A Chinese company has launched a new satellite called WonderJourney-1A. It was blasted into the sky earlier this month from the Jiuquan Satellite Launch Center in Inner Mongolia. This satellite has an “AI-brain” inserted into it. This is according to a report from the South China Morning Post.
Normally, when satellites collect information from space, they have to send that information back to Earth for people to look at and tell the satellite what to do. But the WonderJourney-1A can “think” on its own. It uses a “String Edge AI Platform”, which helps it understand its environment. It can then make decisions in space, without first checking in with humans.
Spokesperson Chen Junrui told the South China Morning Post that the AI “serves as the satellite’s brain, allowing real-time observation and processing.

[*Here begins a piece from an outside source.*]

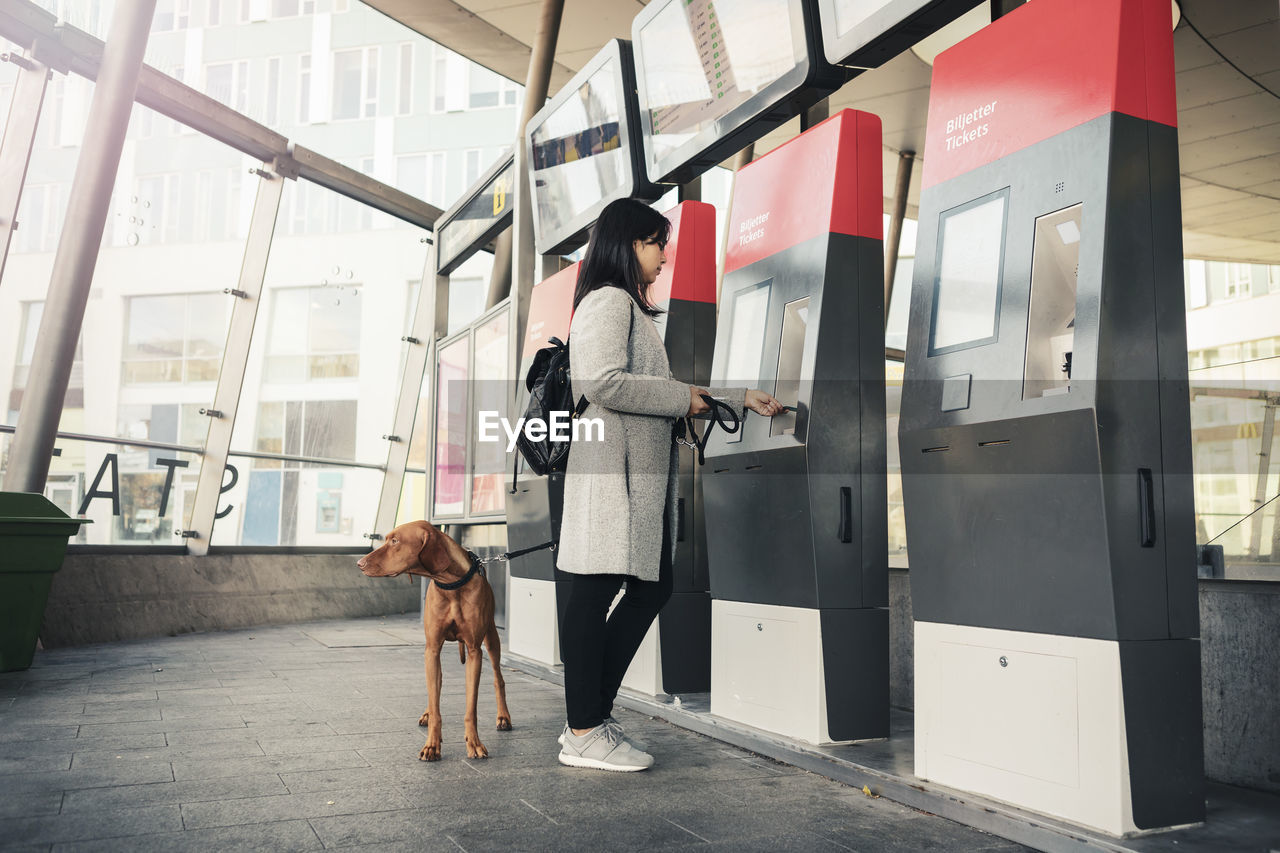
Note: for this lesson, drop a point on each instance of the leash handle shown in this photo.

Traditionally, data has to be sent back to a ground control centre for analysis and instructions. But WJ-1A can handle it on the fly.”
The satellite can look at a really big area, almost the size of 10,000 football fields, and track things that are in motion on earth. This is much faster than regular satellites, which can take about half a year to monitor a similar area.
Chen said the “goal is to enable human interaction with spacecraft, allowing the satellite to autonomously warn about situations that can’t be analysed from the Earth’s surface and continue learning without sending vast amounts of data back to Earth”.
Is this scary?
The satellite is being marketed as a tool to aid modern life. For example, smart cars and drones connected to the satellite can negotiate their geography better.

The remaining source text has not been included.